The Street has been cutting targets steadily. RBC Capital lowered its target to $7 from $8 on July 13, maintaining a Sector Perform rating — the freshest move, and one that still implies 51% upside from current levels. That gap between $4.62 and the $8.30 consensus mean target is striking, but it reflects a situation where most analysts acknowledge the potential while remaining cautious on execution. Citigroup holds a Buy with a $14 target; TD Cowen sits at Hold with $7; Morgan Stanley carries Underweight. The direction of travel across the group has been uniformly downward since the company suspended 2026 guidance during a leadership transition. The bull case rests on the Gravity SUV launch and a partnership with UBER, which now holds nearly 10% of shares. The bear case is blunt: guidance withdrawal, Q1 delivery miss, execution risk, and a new CEO who has not yet established credibility with investors.
The ownership structure sharpens the tension. Saudi Arabia's Public Investment Fund holds 45% of the company and has not moved its position. UBER added 24 million shares in Q1, bringing its stake to 9.7% — a strategic vote of confidence that contrasts sharply with the direction of the stock. Insiders have been net sellers throughout the year, with the Acting CEO and Acting CFO both offloading shares in early June at prices well above the current level, though the amounts were small in absolute terms. The leadership configuration — acting CEO, acting CFO, suspended guidance — remains the clearest execution risk on the board.

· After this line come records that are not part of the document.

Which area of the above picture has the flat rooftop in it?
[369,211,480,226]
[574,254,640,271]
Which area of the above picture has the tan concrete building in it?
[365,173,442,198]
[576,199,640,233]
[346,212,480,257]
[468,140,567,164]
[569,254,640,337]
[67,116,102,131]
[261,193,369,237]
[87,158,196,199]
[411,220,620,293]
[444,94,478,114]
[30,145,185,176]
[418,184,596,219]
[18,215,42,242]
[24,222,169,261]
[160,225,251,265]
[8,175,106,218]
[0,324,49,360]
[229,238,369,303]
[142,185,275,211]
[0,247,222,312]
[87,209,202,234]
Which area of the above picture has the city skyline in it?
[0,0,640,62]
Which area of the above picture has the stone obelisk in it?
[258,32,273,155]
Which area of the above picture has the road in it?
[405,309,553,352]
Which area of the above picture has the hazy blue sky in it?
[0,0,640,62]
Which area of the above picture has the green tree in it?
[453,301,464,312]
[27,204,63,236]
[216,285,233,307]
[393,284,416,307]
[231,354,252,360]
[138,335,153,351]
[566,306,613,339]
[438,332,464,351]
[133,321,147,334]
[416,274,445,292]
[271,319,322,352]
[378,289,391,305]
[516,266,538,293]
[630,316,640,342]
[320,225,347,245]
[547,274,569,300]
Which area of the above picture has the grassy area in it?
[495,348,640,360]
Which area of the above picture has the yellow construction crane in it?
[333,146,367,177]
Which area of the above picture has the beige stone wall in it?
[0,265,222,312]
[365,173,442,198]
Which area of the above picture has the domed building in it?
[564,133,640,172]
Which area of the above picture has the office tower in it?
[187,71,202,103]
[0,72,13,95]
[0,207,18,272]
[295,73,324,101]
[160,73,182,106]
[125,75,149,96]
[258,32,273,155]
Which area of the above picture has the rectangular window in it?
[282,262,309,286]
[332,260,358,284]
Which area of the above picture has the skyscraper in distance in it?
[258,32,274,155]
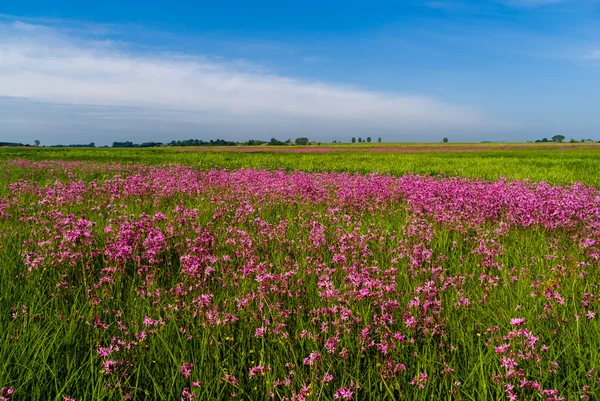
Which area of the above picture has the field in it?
[0,144,600,401]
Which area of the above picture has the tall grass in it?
[0,158,600,401]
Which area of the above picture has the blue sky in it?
[0,0,600,144]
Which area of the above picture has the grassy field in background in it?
[0,144,600,401]
[0,143,600,187]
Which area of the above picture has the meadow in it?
[0,144,600,401]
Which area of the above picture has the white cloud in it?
[0,21,484,141]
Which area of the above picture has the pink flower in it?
[179,362,194,377]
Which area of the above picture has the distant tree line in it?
[535,135,596,143]
[350,136,381,143]
[0,142,30,147]
[169,139,238,146]
[49,142,96,148]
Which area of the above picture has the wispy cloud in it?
[0,17,483,142]
[583,49,600,60]
[504,0,569,7]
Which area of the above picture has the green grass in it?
[0,144,600,401]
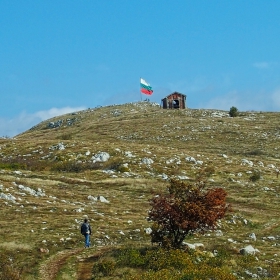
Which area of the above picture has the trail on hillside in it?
[39,248,83,280]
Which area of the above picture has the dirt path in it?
[39,248,84,280]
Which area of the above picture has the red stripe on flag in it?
[141,88,153,95]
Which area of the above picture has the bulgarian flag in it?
[140,78,153,95]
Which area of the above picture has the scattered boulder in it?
[239,245,260,255]
[91,152,110,163]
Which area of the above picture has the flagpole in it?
[140,77,142,102]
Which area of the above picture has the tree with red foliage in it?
[149,179,228,248]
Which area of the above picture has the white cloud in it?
[271,88,280,107]
[253,62,270,69]
[0,107,86,137]
[253,61,278,70]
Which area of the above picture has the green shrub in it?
[117,248,146,267]
[229,106,238,117]
[249,170,261,182]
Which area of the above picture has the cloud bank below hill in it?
[0,107,86,137]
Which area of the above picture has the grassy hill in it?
[0,102,280,279]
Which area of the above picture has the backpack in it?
[81,223,89,235]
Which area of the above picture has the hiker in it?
[81,219,91,248]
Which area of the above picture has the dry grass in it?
[0,103,280,279]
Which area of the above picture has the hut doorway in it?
[172,99,180,109]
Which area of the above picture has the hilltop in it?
[0,102,280,279]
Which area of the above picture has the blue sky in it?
[0,0,280,137]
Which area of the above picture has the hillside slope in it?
[0,102,280,279]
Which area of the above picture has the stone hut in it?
[161,91,187,109]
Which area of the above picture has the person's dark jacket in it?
[81,223,91,235]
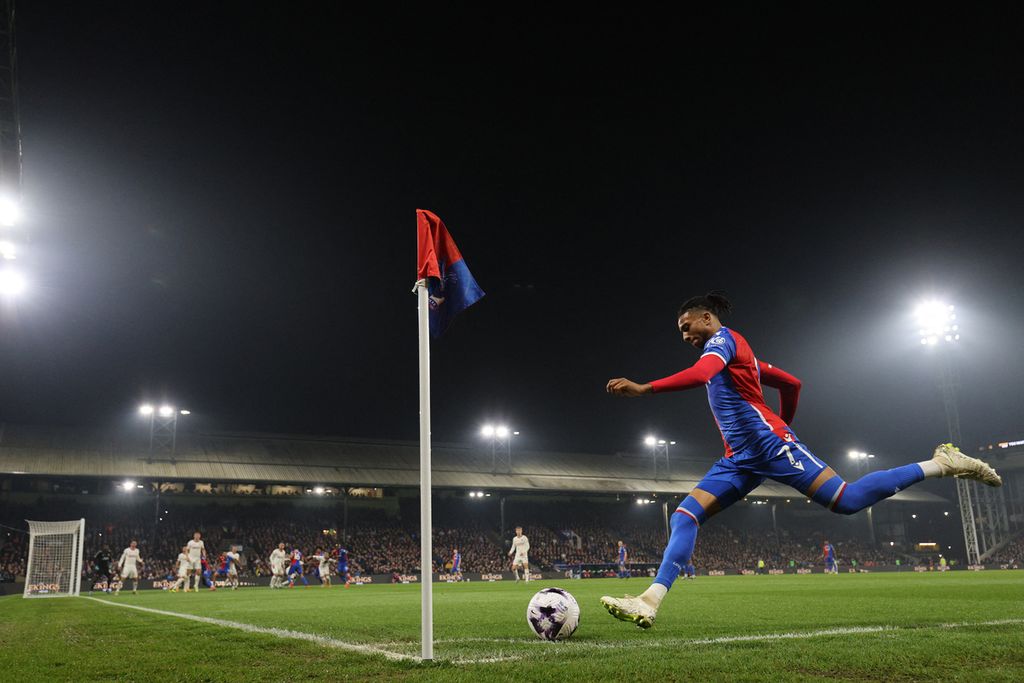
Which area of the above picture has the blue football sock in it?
[813,464,925,515]
[654,497,703,588]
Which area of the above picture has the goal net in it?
[25,519,85,598]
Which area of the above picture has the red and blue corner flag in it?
[416,209,483,337]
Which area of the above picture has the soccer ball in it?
[526,588,580,640]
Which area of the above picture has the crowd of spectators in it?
[0,497,1024,581]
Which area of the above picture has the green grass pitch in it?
[0,571,1024,681]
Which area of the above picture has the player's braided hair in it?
[676,290,732,317]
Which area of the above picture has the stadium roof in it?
[0,425,947,503]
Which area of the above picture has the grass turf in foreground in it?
[0,571,1024,681]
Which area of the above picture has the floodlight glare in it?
[0,197,22,227]
[0,269,26,296]
[914,300,959,346]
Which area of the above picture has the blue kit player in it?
[601,292,1002,629]
[288,548,309,588]
[821,539,839,573]
[452,548,462,581]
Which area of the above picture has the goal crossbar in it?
[24,519,85,598]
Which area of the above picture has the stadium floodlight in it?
[913,299,959,346]
[0,268,27,296]
[0,197,22,227]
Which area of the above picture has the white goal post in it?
[25,519,85,598]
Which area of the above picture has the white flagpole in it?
[416,280,434,660]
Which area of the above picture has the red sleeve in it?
[650,353,725,393]
[758,360,802,424]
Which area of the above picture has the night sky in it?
[0,2,1024,464]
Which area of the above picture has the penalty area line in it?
[81,595,420,663]
[435,618,1024,651]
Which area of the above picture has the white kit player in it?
[224,547,242,591]
[185,531,206,593]
[509,526,529,584]
[117,541,143,593]
[313,548,331,588]
[171,546,191,593]
[270,543,288,588]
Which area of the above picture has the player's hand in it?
[605,377,652,396]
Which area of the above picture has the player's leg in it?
[601,458,764,629]
[766,441,1002,515]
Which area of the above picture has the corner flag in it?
[413,209,483,660]
[416,209,483,337]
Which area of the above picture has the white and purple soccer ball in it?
[526,588,580,640]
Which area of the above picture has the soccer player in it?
[224,548,240,591]
[821,539,839,573]
[334,546,352,588]
[116,541,145,595]
[171,546,191,593]
[288,548,309,588]
[509,526,529,584]
[89,546,114,593]
[270,543,288,588]
[187,531,206,593]
[452,548,462,581]
[196,556,217,591]
[601,292,1002,629]
[313,548,331,588]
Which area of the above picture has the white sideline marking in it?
[434,618,1024,650]
[81,595,420,661]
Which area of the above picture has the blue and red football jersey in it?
[701,327,796,458]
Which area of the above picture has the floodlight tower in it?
[480,424,519,474]
[0,0,22,205]
[914,300,980,564]
[138,403,191,459]
[643,434,676,479]
[0,0,25,297]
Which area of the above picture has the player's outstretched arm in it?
[758,360,803,424]
[607,353,725,396]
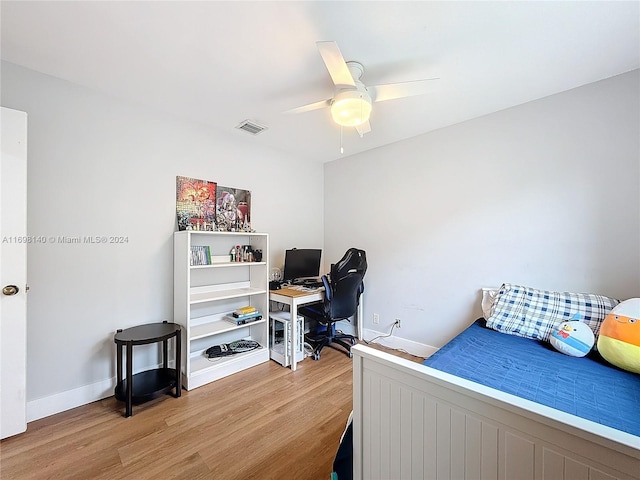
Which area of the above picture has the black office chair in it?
[298,248,367,360]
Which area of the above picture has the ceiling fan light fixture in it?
[331,90,371,127]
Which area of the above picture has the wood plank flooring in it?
[0,345,420,480]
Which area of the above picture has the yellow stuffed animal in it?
[598,298,640,373]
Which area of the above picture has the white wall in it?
[324,70,640,351]
[1,62,323,420]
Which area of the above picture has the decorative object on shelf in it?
[205,340,260,358]
[190,245,212,266]
[216,187,251,232]
[176,177,217,231]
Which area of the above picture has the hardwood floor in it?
[0,348,420,480]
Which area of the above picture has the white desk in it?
[269,287,363,371]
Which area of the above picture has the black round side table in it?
[113,321,182,417]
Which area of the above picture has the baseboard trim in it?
[362,328,438,358]
[27,377,116,422]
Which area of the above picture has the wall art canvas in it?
[176,177,217,231]
[216,186,251,232]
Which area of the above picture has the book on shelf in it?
[232,307,258,317]
[222,312,262,325]
[191,245,211,266]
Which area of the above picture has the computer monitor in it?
[282,248,322,282]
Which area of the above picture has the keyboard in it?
[293,280,324,288]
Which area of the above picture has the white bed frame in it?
[352,345,640,480]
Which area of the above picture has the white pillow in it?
[482,287,500,320]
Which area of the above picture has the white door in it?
[0,107,29,438]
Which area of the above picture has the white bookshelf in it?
[173,231,269,390]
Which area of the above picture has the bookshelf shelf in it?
[173,231,269,390]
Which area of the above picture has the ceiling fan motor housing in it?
[331,81,371,127]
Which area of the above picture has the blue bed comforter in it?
[424,319,640,436]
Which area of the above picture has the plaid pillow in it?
[487,283,620,341]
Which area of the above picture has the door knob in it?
[2,285,20,295]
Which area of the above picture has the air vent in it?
[236,120,267,135]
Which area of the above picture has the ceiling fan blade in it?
[367,78,440,102]
[316,42,356,87]
[355,120,371,137]
[284,99,331,113]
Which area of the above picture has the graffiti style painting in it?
[216,186,251,232]
[176,177,217,231]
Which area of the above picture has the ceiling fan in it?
[285,41,439,137]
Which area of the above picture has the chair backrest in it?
[323,248,367,320]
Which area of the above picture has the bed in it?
[352,284,640,480]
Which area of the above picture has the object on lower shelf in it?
[205,340,260,358]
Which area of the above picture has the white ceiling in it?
[1,0,640,161]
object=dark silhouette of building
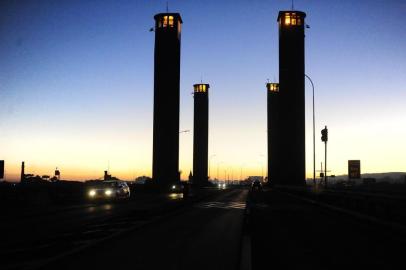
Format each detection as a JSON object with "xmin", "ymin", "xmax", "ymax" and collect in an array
[
  {"xmin": 152, "ymin": 13, "xmax": 182, "ymax": 187},
  {"xmin": 193, "ymin": 83, "xmax": 210, "ymax": 186},
  {"xmin": 275, "ymin": 11, "xmax": 306, "ymax": 185},
  {"xmin": 266, "ymin": 83, "xmax": 281, "ymax": 184},
  {"xmin": 20, "ymin": 161, "xmax": 25, "ymax": 183}
]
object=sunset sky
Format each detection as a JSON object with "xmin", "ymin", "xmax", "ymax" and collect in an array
[{"xmin": 0, "ymin": 0, "xmax": 406, "ymax": 180}]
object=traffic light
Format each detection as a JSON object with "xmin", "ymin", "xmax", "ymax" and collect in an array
[{"xmin": 321, "ymin": 126, "xmax": 328, "ymax": 142}]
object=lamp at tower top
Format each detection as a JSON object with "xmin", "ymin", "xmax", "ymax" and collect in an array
[
  {"xmin": 193, "ymin": 83, "xmax": 210, "ymax": 93},
  {"xmin": 154, "ymin": 13, "xmax": 183, "ymax": 32},
  {"xmin": 278, "ymin": 11, "xmax": 306, "ymax": 26},
  {"xmin": 266, "ymin": 83, "xmax": 279, "ymax": 92}
]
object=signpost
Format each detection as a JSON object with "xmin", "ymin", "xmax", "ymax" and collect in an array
[{"xmin": 348, "ymin": 160, "xmax": 361, "ymax": 179}]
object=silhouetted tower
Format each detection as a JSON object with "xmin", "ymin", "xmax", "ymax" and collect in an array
[
  {"xmin": 193, "ymin": 83, "xmax": 210, "ymax": 186},
  {"xmin": 275, "ymin": 11, "xmax": 306, "ymax": 185},
  {"xmin": 152, "ymin": 13, "xmax": 182, "ymax": 187},
  {"xmin": 20, "ymin": 161, "xmax": 25, "ymax": 183},
  {"xmin": 266, "ymin": 83, "xmax": 281, "ymax": 184}
]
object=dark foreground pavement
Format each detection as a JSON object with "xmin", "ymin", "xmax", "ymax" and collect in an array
[
  {"xmin": 249, "ymin": 190, "xmax": 406, "ymax": 269},
  {"xmin": 42, "ymin": 190, "xmax": 247, "ymax": 270}
]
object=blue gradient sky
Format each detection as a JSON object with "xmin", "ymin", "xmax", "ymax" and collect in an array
[{"xmin": 0, "ymin": 0, "xmax": 406, "ymax": 179}]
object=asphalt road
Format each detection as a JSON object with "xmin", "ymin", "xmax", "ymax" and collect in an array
[
  {"xmin": 43, "ymin": 190, "xmax": 247, "ymax": 270},
  {"xmin": 250, "ymin": 190, "xmax": 406, "ymax": 270},
  {"xmin": 0, "ymin": 194, "xmax": 173, "ymax": 254}
]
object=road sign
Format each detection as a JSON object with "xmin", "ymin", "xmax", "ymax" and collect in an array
[{"xmin": 348, "ymin": 160, "xmax": 361, "ymax": 179}]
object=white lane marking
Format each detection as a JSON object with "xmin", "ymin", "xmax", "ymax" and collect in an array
[{"xmin": 196, "ymin": 202, "xmax": 245, "ymax": 209}]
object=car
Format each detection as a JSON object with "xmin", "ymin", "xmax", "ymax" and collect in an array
[
  {"xmin": 251, "ymin": 180, "xmax": 262, "ymax": 191},
  {"xmin": 217, "ymin": 183, "xmax": 227, "ymax": 189},
  {"xmin": 87, "ymin": 180, "xmax": 130, "ymax": 200},
  {"xmin": 169, "ymin": 182, "xmax": 184, "ymax": 193}
]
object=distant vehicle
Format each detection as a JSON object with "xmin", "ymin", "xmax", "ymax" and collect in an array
[
  {"xmin": 251, "ymin": 180, "xmax": 262, "ymax": 191},
  {"xmin": 217, "ymin": 183, "xmax": 227, "ymax": 189},
  {"xmin": 169, "ymin": 182, "xmax": 184, "ymax": 193},
  {"xmin": 87, "ymin": 180, "xmax": 130, "ymax": 199}
]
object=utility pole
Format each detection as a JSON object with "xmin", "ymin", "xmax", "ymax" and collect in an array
[{"xmin": 321, "ymin": 126, "xmax": 328, "ymax": 188}]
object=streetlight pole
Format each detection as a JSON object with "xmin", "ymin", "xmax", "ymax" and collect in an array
[
  {"xmin": 209, "ymin": 155, "xmax": 216, "ymax": 179},
  {"xmin": 305, "ymin": 74, "xmax": 316, "ymax": 186},
  {"xmin": 217, "ymin": 161, "xmax": 224, "ymax": 180}
]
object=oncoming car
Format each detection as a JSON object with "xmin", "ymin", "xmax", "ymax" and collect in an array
[
  {"xmin": 251, "ymin": 180, "xmax": 262, "ymax": 191},
  {"xmin": 87, "ymin": 180, "xmax": 130, "ymax": 199},
  {"xmin": 217, "ymin": 183, "xmax": 227, "ymax": 189}
]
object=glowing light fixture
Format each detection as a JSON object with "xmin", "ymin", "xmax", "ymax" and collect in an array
[
  {"xmin": 266, "ymin": 83, "xmax": 279, "ymax": 92},
  {"xmin": 193, "ymin": 84, "xmax": 209, "ymax": 93}
]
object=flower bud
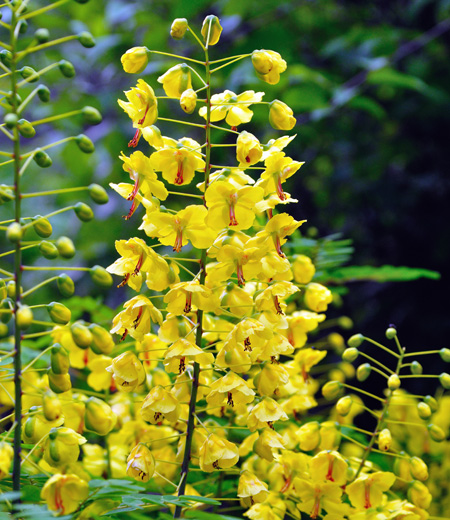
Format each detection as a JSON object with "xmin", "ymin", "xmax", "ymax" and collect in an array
[
  {"xmin": 37, "ymin": 85, "xmax": 50, "ymax": 103},
  {"xmin": 39, "ymin": 240, "xmax": 59, "ymax": 260},
  {"xmin": 6, "ymin": 222, "xmax": 23, "ymax": 244},
  {"xmin": 33, "ymin": 215, "xmax": 53, "ymax": 238},
  {"xmin": 269, "ymin": 99, "xmax": 297, "ymax": 130},
  {"xmin": 439, "ymin": 372, "xmax": 450, "ymax": 390},
  {"xmin": 342, "ymin": 347, "xmax": 359, "ymax": 363},
  {"xmin": 58, "ymin": 60, "xmax": 75, "ymax": 78},
  {"xmin": 50, "ymin": 343, "xmax": 70, "ymax": 374},
  {"xmin": 56, "ymin": 273, "xmax": 75, "ymax": 298},
  {"xmin": 19, "ymin": 67, "xmax": 39, "ymax": 83},
  {"xmin": 180, "ymin": 88, "xmax": 197, "ymax": 114},
  {"xmin": 75, "ymin": 134, "xmax": 95, "ymax": 153},
  {"xmin": 88, "ymin": 323, "xmax": 114, "ymax": 355},
  {"xmin": 170, "ymin": 18, "xmax": 191, "ymax": 39},
  {"xmin": 47, "ymin": 369, "xmax": 72, "ymax": 394},
  {"xmin": 378, "ymin": 428, "xmax": 392, "ymax": 451},
  {"xmin": 417, "ymin": 403, "xmax": 431, "ymax": 420},
  {"xmin": 84, "ymin": 397, "xmax": 117, "ymax": 435},
  {"xmin": 201, "ymin": 14, "xmax": 222, "ymax": 47},
  {"xmin": 88, "ymin": 184, "xmax": 109, "ymax": 204},
  {"xmin": 89, "ymin": 265, "xmax": 113, "ymax": 289},
  {"xmin": 42, "ymin": 391, "xmax": 63, "ymax": 421},
  {"xmin": 356, "ymin": 363, "xmax": 372, "ymax": 382},
  {"xmin": 322, "ymin": 381, "xmax": 343, "ymax": 401},
  {"xmin": 127, "ymin": 444, "xmax": 155, "ymax": 482},
  {"xmin": 33, "ymin": 148, "xmax": 53, "ymax": 168},
  {"xmin": 120, "ymin": 47, "xmax": 149, "ymax": 74},
  {"xmin": 336, "ymin": 395, "xmax": 353, "ymax": 416},
  {"xmin": 73, "ymin": 202, "xmax": 94, "ymax": 222},
  {"xmin": 386, "ymin": 326, "xmax": 397, "ymax": 339},
  {"xmin": 56, "ymin": 237, "xmax": 75, "ymax": 259},
  {"xmin": 410, "ymin": 361, "xmax": 423, "ymax": 376},
  {"xmin": 17, "ymin": 118, "xmax": 36, "ymax": 139},
  {"xmin": 439, "ymin": 348, "xmax": 450, "ymax": 363},
  {"xmin": 70, "ymin": 321, "xmax": 93, "ymax": 348},
  {"xmin": 409, "ymin": 457, "xmax": 428, "ymax": 481},
  {"xmin": 81, "ymin": 106, "xmax": 102, "ymax": 125},
  {"xmin": 46, "ymin": 302, "xmax": 72, "ymax": 325},
  {"xmin": 34, "ymin": 28, "xmax": 50, "ymax": 43},
  {"xmin": 16, "ymin": 305, "xmax": 33, "ymax": 330},
  {"xmin": 77, "ymin": 31, "xmax": 95, "ymax": 49}
]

Earnings on August 4 frame the next decision point. The prior three prints each delivered a negative day-one reaction, ranging from -3.2% to -10.6%, with a five-day follow-through that was also negative in two of the three cases. Whether the stock has already priced in continued bad news after a 23% weekly decline, or whether a fourth consecutive miss resets expectations further, is the question the market will answer then.